Put 4 NimH AA in it with a KPR103 and it's even better!

Another neat trick is to use 1" PVC pipe as a spacer and put 4C in a 3D M*g and than use some Writeright PDA Film (for the Palm Zire B&W pda) on the lense.

I have a 3D setup with 4 NimH C and an Acrylite lense. It's my go to bigger light, cause it's pretty bright, and FREE to run!

Elektrolumens LED lights are VERY NICE!
 
Great post, I'm new and I already agree with everything you said. I do have a question regarding what I pasted below. What defines the output range of lumens? For example, you stated Lumadeds have outputs between 17-30 lumens. How are the ranges determined?

[ QUOTE ]
Double_A said:2) LED's come in two types, smaller 3 or 5 mm diameter with outputs of 1-3 lumens each OR Luxeon Star LEDS made by Lumaleds with outputs around 17-30 lumens each.

[/ QUOTE ]
 
Lumens is a measurement of how much (quantity) of light comes out and a lux measurement is how concentrated the quantity is.

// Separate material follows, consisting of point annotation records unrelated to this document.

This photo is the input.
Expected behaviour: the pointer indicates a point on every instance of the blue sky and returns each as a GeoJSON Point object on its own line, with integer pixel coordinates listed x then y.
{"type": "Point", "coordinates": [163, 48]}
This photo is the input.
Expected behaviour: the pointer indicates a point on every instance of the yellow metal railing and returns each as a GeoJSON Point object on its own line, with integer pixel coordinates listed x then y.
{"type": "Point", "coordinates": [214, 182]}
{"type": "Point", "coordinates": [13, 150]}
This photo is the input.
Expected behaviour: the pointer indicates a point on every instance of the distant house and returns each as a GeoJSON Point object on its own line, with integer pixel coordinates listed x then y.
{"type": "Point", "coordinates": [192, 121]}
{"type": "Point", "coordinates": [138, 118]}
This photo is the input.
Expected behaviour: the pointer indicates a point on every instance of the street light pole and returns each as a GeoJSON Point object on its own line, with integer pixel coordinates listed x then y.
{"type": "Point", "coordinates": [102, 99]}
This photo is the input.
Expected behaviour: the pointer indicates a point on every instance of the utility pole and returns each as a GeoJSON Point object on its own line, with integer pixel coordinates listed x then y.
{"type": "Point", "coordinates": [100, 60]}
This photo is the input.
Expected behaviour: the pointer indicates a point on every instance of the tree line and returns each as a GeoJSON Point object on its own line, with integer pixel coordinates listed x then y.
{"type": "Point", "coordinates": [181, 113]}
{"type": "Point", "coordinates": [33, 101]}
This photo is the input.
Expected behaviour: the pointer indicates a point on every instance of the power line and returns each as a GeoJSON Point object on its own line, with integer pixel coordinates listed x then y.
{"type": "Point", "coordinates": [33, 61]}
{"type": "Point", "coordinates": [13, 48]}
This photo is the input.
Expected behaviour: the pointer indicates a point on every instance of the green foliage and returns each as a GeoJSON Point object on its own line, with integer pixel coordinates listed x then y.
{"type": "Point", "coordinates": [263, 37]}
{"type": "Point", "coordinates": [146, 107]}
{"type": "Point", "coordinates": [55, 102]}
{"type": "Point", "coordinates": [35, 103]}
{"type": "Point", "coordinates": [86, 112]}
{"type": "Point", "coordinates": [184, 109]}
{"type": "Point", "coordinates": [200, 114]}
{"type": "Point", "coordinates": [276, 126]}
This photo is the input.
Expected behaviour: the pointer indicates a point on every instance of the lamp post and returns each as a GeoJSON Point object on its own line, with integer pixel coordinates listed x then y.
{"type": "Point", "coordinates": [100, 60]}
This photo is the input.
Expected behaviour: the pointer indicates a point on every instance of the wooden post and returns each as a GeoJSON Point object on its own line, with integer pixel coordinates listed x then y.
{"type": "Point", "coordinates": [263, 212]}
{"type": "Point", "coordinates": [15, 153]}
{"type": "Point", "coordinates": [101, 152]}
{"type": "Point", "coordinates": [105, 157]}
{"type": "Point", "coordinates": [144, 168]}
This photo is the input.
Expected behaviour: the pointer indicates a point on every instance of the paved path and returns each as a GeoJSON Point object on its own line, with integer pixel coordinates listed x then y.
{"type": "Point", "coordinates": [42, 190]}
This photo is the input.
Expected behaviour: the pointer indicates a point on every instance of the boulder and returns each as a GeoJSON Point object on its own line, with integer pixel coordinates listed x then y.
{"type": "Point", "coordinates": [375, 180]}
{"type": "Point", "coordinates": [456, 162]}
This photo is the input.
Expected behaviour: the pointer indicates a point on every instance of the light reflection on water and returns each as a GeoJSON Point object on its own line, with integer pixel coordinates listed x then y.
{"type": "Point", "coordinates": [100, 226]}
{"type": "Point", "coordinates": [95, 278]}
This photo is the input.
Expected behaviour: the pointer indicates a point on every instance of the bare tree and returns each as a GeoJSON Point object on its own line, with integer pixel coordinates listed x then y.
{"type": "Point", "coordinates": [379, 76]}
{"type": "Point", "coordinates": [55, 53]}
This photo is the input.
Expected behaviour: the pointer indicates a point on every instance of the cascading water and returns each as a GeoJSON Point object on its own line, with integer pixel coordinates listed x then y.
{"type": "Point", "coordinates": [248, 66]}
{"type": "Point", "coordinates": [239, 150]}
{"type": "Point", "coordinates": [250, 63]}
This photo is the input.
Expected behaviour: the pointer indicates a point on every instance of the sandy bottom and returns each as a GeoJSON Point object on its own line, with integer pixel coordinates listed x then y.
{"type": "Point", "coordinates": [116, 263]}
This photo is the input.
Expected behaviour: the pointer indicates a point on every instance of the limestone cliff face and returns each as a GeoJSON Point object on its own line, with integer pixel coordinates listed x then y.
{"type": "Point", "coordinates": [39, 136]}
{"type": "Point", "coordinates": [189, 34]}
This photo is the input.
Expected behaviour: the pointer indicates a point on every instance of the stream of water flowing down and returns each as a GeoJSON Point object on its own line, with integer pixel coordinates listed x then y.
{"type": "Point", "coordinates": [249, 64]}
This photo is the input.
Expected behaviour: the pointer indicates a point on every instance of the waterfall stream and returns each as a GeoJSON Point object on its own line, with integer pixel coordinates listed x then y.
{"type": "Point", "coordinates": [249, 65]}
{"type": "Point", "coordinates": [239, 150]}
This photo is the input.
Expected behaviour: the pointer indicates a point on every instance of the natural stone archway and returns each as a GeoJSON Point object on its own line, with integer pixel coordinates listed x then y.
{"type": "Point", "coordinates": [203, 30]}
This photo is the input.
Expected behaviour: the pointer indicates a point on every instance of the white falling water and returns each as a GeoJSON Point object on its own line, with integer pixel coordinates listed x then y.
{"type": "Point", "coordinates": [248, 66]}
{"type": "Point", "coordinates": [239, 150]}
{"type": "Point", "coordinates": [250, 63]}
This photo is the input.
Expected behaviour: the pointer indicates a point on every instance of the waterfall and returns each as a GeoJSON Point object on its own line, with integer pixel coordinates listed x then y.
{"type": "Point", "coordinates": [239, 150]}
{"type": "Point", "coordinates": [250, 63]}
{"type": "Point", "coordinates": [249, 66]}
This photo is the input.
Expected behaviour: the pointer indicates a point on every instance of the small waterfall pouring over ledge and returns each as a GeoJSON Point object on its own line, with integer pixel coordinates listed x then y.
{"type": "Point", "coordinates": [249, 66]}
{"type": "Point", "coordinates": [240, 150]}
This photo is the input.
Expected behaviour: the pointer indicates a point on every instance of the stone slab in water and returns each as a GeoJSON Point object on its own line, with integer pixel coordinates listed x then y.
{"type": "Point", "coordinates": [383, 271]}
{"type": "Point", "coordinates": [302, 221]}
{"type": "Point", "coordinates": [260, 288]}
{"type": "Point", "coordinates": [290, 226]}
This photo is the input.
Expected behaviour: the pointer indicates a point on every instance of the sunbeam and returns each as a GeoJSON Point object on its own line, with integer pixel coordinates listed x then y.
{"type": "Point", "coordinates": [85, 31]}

An analogy might be the water hose. If you use a fireman's hose you can have a great quantity of water with little pressure. A fireman's hose running full volume will give a great quantity of water but will shoot about 10 feet. If you restrict the open flow of water you get more pressure and a more directional concentration of water to, say, 80 feet.

Lumens would be the quantity of water and a lux reading would be the concentration of water.

Now if you could get the fireman's hose full quantity and the same pressure as a restricted flow you could break a hole in a wall and you'd sure run out of water really quick.
 
For the prices, the Pelican M6 lights are hard to beat. I have both the incan and the LED models. The LED is surprisingly bright and has a decent throw.

I find that if the beam is too tight all I can see is the spot and a little area around it. A wider beam, such as the LED model, reveals much more area. In the area of personal security that is an advantage. It's too bad that you don't have access to such lights.

If you want to knock 'possums out of trees, then the incandescent is the way to go, but unless the longest throw is what you want the LED versions are more useful in my opinion. Battery life is much better also.

There are many here with much more knowledge and experience that I have, so read what they say and try to filter it to get what you need.

Good to have you here.

Jerry
 
I didn't answer your question. I'm sorry about that.

In my collection of lights the best bank for the buck is the 3x3 watt (3-watt Luxeon emitters in optics times three) Tri-Star Phaser, sold by Elektro Lumens. It is a firehose flood of light running 4 common C cells.